How’re we going to live together?
Space is not about physical locality so much is relations between human being.
Space is material as well as has an abstract dimension. Space concerns our relation with each other. In fact social space is a product of our relations with each other, our connections with each other.
Globalization is a new geography constructed out of the relations we have with each other across the globe. And the most important thing that rises all those relations going to be filled with power. What we have now is in a sense geography of power, the distribution of those relations mirrors the power relations with in the society we have. The way we look at globalization in the moment it turns space into time.
What that does? It is to convert contemporaneous difference between countries into a single linear history. It’s like that country let’s say Argentina (or Russia, or Vietnam) isn’t a country which is significantly different but it’s a country which is following our development path to become a country like ours.
In that sense we denying a simultaneity and multiplicity of space and turning all of these diversity and difference into a single historical trajectory. Which has a lot of political effects - most important one which says there is only one future.
Neoliberal imagination and then export of that way of thinking.
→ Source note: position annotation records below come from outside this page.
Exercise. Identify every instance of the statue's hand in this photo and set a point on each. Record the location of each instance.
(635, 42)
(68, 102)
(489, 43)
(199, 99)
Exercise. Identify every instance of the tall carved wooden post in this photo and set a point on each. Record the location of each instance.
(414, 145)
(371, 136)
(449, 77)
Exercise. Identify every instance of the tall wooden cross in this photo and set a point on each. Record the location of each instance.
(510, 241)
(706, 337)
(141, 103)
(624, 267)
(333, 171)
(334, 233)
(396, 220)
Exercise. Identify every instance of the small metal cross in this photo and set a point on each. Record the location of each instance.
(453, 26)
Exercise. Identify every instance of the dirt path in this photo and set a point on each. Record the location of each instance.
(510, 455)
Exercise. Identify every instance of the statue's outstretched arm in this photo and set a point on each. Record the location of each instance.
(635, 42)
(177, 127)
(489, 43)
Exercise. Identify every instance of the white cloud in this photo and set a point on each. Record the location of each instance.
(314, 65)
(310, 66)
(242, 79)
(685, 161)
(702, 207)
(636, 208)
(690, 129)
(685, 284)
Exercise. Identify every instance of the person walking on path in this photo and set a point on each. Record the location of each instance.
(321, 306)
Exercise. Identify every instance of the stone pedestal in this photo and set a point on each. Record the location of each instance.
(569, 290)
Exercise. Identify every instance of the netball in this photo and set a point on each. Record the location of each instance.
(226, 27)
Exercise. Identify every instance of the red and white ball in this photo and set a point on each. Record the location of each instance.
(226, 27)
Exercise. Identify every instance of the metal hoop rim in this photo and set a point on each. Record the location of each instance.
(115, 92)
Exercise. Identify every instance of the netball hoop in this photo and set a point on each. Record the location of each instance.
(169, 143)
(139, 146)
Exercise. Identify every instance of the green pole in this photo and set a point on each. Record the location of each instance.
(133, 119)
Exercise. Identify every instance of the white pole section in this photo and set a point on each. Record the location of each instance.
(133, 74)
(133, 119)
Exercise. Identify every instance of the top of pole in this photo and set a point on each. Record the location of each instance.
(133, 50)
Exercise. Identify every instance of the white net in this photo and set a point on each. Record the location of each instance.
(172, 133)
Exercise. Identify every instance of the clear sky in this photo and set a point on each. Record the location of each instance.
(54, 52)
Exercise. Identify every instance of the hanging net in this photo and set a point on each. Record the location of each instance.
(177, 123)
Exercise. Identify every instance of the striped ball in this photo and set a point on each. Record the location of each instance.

Power more than just economic, it’s also political and ideological.
How is power relations in a city political? Is about the role of city in domination of economies and economic ideologies around the rest of space. We kinda unable to map power relations. Power itself an ability to do something which is ok. But what we’re should be critical about is distribution of power, power of some groups over others, power of some places over others.
That way of turning space into time, turning geography into history is way of denying the possibility of alternative futures.
We should take space seriously as dimension of multiplicity. Then It would open up politics to the possibility of alternatives.
If we took space as a dimension that we create through our relations which are of fool of power and refuse to align them into one story of development then we really reimagine the world in a different way. It presents us with a new political questions, it opens up our minds.
Often people get trapped in imaginations what is then a matter of challenging common sense. And the hegemonic sense at the moment includes notion that we stuck in what we have.
That way of thinking one road is very classic to modernism and modernity generally on left and right of the political spectrum.
Development/ progress/ narratives as some version of Marxism: that from feudalism we’d go to capitalism then to socialism and then to communism which in fact highly political and product of power relations of its era. That no doubts the banks in the city and the leaders of western world want the rest of the world precisely to follow and to be dominated by. The USA and the UK are very much involved in trying to force other countries into what they call democracy which actually means market societies.
From the one hand there is kinda zietgeist which is over a hundred years old. And on the other hand there is a particular political dimension in which the powerful do want to drag in the rest of the world.
Occupy movement: what neoliberalism has done to our city - privatising much of what was public space. So Occupy managed briefly to create a really public space which means it was a place for the creation of a public of politically engaged territory, territory of alternative futures. That was a real creation of a space of the kind that we need a lot more of that brings us together to talk and to argue about the kind of future world we want.
How to make space with a concept of care?
Complexity of existed networks in space. From local to global and back: the understanding of any locality must precisely draw on the links beyond its boundaries. For one crucial element of what 'geography' is all about is difference and specificity. For those who were dubious about the value of such studies the term 'local' sometimes became one which in itself reverberated with disapproval. To call something a local struggle or a local concern was in this lexicon to designate it with a whole range of characteristics - a kind of particularism, an exclusivity, often an essentialism, and a selfishness which refused to consider the supposedly greater good of some (implicitly or explicitly) supposed universal.
Those who mistrusted the newly emerging 'localisms' saw them as divisive. But in reply it had to be argued that the old coherencies had really been constructed by the smothering of internal diversity - the male dominance of the coalfields, looked back on so fondly by some as an exemplary solidarity, was a clear case in point.
Another strand of resistance to any affirmation of the importance of place came from another direction altogether. This argument drew upon the associations of 'a sense of place' with memory, stasis and nostalgia. 'Place' in this formulation was necessarily an essentialist concept which held within it the temptation of relapsing into past traditions, of sinking back into (what was interpreted as) the comfort of Being instead of forging ahead with the (assumed progressive) project of Becoming.
Begin to develop an argument for thinking of social space in terms of the articulation of social relations which necessarily have a spatial form in their interactions with one another.
The global is in the local in the very process of the formation of the local. This, then, is an extension to the concept of place of that element of the argument about space which has it that not only is space the product of social relations but that 'it is those relations which constitute the social phenomena themselves'.
Thinking of places in this way implies that they are not so much bounded areas as open and porous networks of social relations.
It implies that their 'identities' are constructed through the specificity
of their interaction with other places rather than by counterposition to them.